In this section, we would like to discuss the overall HA deployment of NFV system.
Different modules, such as hardware,VIM,VMs and etc, will be included, and HA
deployment of each single module will be discussed. However, not all of these HA
schemes should be deployed in on system at the same time. For the HA deployment of
a single system, we should consider the tradeoff between high availability and the
cost and resource to leverage.


Architecture of HA deployment
==================================================================

This section intends to introduce the different modules we should consider
when talking about HA deployment. These moduels include the Hardware
(compute, network, storage hardware), the VIM, the hypervisor, VMs and VNFs.
HA schemes for these different moduels should all be considered when deploying
an NFV system. And the schemes should be coordinated so that the system can make
sure to react in its best way when facing failure.

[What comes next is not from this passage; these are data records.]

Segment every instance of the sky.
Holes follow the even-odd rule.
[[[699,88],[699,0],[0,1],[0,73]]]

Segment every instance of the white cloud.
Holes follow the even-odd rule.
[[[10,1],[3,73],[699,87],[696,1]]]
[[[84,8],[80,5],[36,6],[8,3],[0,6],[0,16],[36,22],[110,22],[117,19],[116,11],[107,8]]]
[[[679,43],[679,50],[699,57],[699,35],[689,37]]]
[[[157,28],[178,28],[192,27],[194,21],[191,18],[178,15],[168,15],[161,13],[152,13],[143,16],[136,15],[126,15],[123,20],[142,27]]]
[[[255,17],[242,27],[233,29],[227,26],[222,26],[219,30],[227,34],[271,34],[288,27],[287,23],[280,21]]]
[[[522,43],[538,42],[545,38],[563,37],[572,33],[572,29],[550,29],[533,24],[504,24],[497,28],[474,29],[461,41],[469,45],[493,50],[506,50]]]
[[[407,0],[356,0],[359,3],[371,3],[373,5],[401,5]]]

The following picture shows the the architecture of HA deployment based on the
framework from ETSI NFV ISG.

.. figure:: Overview.png
    :alt: Architecture for HA Deployment
    :figclass: align-center

    Fig 1. Architecture of HA Deployment based on the Framework of ETSI NFV ISG

HA deployment topology
==================================================================

This section will introduce the HA deployment topology for an NFV system.
The topology explained in this section is to support the software
cluster of OPNFV platform, which we will discuss in detail in section1.3.

The typical topology of deployment OPNFV platform should include at
least the controller nodes, and the compute nodes. Depend on the request of
the users, standalone network nodes or storage nodes can be added into this
topology. The simplest HA deployment of OPNFV only include the control nodes. Further
HA schemes can be provided to the compute nodes, the network nodes and the storage
nodes, according to the requirement of services deployed on the NFV system.
Figure 2 shows the deployment topology, in which the controller nodes are all in
a cluster, and the compute nodes can be in another cluster.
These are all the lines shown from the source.